Fulfillment: California Court Clarifies Rule on Cataloger Fees
Reported by Donna Loyle, editor in chief, Catalog Success magazine
In a precedent-setting case for catalogers, a California Appellate court recently clarified rules concerning fees listed on order forms. In short, the fees were allowable because the order forms created shipment contracts, not sale-on-approval contracts. The case is an important one for direct marketers.
The case, Wilson vs. Brawn of California, was brought by a customer of International Male catalog, owned by Hanover Direct. The plaintiff, Jacq Wilson, argued that the insurance fee he paid for his shipment was deceptive, even though he knew of the fee before ordering and did not want to return the items after he received them.

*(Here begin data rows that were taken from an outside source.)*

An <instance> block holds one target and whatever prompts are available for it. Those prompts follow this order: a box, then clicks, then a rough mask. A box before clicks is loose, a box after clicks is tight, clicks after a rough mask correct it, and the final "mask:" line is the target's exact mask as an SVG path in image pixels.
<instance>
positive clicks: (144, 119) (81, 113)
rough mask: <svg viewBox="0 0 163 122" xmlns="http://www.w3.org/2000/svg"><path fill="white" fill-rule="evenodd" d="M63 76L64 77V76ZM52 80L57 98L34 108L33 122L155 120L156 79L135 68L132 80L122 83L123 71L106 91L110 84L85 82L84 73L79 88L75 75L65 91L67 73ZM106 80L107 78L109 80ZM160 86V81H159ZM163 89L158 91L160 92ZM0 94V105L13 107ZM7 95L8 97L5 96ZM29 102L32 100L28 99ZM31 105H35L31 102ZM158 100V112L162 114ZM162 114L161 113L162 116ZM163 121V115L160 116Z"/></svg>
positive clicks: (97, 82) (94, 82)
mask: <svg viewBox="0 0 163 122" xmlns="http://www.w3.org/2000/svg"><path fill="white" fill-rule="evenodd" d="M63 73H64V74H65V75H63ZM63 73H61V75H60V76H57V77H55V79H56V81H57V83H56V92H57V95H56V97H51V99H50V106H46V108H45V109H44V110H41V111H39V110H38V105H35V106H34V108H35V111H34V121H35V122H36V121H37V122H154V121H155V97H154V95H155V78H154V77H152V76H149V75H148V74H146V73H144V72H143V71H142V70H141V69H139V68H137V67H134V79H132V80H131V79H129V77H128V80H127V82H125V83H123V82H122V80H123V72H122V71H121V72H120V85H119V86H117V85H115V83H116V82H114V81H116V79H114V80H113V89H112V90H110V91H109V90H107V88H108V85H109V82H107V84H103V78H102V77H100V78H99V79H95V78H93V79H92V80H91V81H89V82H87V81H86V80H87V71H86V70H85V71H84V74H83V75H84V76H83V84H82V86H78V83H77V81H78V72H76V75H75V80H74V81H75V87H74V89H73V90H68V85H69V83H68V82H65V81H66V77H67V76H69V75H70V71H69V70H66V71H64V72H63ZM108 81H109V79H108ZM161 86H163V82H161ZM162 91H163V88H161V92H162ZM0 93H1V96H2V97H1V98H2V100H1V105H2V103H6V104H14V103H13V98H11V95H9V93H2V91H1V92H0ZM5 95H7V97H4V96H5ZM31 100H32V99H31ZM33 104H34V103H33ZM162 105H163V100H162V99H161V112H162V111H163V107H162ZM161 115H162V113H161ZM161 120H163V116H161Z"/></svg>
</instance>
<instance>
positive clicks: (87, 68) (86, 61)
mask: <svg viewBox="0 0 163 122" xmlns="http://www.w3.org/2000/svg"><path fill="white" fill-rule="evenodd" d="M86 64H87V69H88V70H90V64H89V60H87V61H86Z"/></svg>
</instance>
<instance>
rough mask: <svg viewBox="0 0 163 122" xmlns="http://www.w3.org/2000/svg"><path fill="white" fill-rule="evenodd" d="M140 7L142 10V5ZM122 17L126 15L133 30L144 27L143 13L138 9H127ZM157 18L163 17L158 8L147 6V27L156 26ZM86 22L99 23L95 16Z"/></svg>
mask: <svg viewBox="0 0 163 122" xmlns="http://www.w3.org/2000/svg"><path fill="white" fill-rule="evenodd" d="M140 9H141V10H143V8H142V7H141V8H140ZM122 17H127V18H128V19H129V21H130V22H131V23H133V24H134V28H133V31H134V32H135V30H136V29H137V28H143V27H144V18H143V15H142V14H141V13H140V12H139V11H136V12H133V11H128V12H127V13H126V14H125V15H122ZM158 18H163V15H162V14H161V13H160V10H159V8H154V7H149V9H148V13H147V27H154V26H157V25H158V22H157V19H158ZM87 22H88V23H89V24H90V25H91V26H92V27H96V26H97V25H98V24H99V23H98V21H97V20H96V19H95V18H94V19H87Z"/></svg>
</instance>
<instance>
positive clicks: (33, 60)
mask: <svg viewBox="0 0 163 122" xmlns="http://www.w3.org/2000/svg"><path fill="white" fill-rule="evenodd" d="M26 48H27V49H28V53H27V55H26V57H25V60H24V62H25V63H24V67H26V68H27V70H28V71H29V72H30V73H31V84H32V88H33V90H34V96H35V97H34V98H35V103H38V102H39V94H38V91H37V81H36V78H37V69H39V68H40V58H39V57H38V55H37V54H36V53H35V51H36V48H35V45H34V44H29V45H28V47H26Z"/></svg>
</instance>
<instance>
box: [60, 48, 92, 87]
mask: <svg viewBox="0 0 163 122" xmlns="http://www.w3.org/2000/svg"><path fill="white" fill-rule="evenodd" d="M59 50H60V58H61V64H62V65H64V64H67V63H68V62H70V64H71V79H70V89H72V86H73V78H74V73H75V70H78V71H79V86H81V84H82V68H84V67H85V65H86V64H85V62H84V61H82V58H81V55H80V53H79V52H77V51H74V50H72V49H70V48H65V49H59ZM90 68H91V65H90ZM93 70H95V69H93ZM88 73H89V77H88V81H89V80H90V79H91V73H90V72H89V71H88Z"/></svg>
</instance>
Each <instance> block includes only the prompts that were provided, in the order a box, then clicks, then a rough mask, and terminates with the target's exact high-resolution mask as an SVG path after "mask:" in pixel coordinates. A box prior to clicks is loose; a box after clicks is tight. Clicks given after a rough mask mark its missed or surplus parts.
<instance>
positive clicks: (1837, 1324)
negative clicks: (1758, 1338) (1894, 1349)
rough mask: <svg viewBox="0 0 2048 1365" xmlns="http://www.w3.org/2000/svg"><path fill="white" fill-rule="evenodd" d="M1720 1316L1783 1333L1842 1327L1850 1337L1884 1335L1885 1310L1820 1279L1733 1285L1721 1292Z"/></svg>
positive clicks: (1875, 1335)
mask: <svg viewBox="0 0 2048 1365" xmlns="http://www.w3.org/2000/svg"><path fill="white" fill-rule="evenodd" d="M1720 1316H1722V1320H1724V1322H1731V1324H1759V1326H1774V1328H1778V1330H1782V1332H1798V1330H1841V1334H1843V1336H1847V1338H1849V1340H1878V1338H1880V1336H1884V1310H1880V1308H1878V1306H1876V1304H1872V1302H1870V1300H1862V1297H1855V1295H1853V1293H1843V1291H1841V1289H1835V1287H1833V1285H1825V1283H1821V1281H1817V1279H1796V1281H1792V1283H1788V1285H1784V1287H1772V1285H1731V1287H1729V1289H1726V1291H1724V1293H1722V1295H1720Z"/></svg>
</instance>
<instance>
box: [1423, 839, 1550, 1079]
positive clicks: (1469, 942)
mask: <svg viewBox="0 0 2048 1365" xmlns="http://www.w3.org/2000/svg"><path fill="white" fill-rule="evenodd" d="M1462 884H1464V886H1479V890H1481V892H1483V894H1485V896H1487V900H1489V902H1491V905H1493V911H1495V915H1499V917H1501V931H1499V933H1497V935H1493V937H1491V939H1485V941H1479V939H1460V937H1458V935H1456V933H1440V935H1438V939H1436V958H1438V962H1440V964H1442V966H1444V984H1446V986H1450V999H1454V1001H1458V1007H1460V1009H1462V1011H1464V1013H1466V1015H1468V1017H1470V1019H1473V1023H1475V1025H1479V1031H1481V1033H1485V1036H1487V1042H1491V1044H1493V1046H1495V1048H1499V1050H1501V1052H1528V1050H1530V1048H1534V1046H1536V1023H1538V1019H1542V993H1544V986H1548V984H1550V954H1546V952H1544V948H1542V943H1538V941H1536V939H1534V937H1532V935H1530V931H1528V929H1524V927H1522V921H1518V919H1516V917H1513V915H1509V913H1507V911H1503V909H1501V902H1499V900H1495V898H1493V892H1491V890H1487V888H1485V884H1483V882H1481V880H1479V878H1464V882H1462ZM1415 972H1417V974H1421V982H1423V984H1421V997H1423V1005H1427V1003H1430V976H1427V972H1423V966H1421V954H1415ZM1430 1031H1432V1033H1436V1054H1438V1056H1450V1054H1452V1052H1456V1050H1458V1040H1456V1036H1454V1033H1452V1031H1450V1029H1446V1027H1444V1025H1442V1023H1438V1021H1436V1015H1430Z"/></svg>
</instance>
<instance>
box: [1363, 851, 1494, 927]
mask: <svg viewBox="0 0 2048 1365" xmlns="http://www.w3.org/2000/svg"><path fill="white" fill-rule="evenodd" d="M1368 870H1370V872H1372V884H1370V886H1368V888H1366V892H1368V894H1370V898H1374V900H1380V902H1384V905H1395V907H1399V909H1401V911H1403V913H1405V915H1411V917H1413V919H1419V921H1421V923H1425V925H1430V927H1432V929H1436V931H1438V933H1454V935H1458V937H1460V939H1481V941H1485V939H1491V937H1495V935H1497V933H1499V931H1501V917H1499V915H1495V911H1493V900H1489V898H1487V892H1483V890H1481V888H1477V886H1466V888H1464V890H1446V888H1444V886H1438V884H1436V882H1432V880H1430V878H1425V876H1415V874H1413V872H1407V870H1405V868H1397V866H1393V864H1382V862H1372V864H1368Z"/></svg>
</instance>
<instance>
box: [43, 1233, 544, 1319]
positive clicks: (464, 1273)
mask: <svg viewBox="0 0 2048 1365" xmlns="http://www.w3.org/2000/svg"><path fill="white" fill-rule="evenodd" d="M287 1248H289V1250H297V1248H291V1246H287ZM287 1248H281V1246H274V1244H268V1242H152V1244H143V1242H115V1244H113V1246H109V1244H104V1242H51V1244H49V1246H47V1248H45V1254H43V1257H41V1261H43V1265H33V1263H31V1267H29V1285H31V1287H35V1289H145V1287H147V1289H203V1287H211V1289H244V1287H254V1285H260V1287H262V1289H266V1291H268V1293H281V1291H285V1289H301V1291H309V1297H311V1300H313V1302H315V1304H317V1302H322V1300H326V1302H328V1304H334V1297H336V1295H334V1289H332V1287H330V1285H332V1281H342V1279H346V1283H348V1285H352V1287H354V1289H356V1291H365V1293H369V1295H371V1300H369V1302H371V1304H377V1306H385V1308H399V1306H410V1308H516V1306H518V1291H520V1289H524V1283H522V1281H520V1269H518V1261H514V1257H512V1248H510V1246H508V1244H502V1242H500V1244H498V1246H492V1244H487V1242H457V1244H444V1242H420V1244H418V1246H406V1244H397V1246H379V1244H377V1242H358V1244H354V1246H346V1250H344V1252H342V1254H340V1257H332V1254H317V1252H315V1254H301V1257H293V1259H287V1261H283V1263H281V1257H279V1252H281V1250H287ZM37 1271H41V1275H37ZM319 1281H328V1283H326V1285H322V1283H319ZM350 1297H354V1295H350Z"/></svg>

Wilson argued that International Male’s contracts were sale-on-approval contracts, because the cataloger offered a satisfaction guarantee to customers. Therefore, the insurance fee did not have any value to customers, because the cataloger bore the risk of loss for any damage to products during shipment. The trial court ruled in favor of Wilson, but the California Court of Appeal over-ruled and sided with the catalog company.
Following is an Idea Factory exclusive interview with George Dougherty and Charles Bergen, principals at Grippo and Elden (http://www.grippoelden.com/), the Chicago-based law firm that represented Brawn of California in the case.
Idea Factory: Please give us some background on this case and its importance to catalogers.
Bergen: Lately several lawsuits have been filed disputing catalogers’ fees, such as shipping and handling. This case, however, was about an insurance fee as disclosed on an order form for International Male catalog. In California, there are laws that allow consumers rights of recovery in which the plaintiff doesn’t even have show he or she has been harmed. The charge just has to be offensive to the person.
Dougherty: It’s a very pro-consumer piece of legislation.
Bergen: The plaintiff in this case, Jacq Wilson of San Francisco, claimed that the insurance fee charged by International Male was illusory. He claimed the fee was misleading. The trial court ruled that Wilson’s transaction qualified as a sale-on-approval contract. But the Appellate court over-ruled and said it was a shipment contract.